Rapidly escalating tax debts will receive early attention, and the ATO will be more reluctant to wind up businesses that are still viable.
Accountants and insolvency practitioners expect more boarded-up shops in 2012, indicating the ATO will have its hands full.
In October last year, insolvencies fell for the second consecutive month, but experts dismissed speculation it was a sign of improvement for business.
The number of companies entering administration fell to 843 in October, compared with 991 the month before, according to figures from the Australian Securities and Investments Commission.
However, the 843 administrations represent a 9% surge over the past 12 months, and the second highest number ever recorded for the month of October.
Business failures for the financial year to date (July to October) reached a record high of 3,804 – a 15% jump compared with July to October 2008 when businesses were in the midst of the GFC.
Taylor Woodings partner Quentin Olde says regardless of whether the banks decide to pass on further interest rate cuts, businesses will undoubtedly find it harder to stay afloat in 2012.
“The cost of business credit is going to increase whilst there’s uncertainty in Europe,” he says.
“Whilst this uncertainty continues in the global and local economy, we expect there to be [a] continued overall increase… in the insolvency market.”
“They key is to control cashflow and do as much cashflow planning as possible… Try and tackle those things early to fill the gap, whether it be though alternative funding [or other measures].”
“Discuss funding options with your bank early on so you don’t get caught out [because] it will become more difficult to use the ATO as a buffer.”
Similarly, Michael Fingland, managing director of Vantage Performance, says the tax office has held back for the past two years on collecting debts.
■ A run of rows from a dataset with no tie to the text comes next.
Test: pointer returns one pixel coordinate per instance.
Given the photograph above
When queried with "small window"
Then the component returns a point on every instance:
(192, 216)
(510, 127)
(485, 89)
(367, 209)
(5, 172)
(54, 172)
“Small businesses are more prone to bad debts than large customers. Watch your customer base like a hawk and stay firm on your credit policies,” Finland told StartupSmart.
“If you’re about to start up or are in the process of starting up, now is the time to think about the business and see whether it really is different to everyone else’s.”
“If you haven’t got a point of difference, it will be much harder to compete. If you’re looking to raise money from banks or investors, focus on that point of difference.”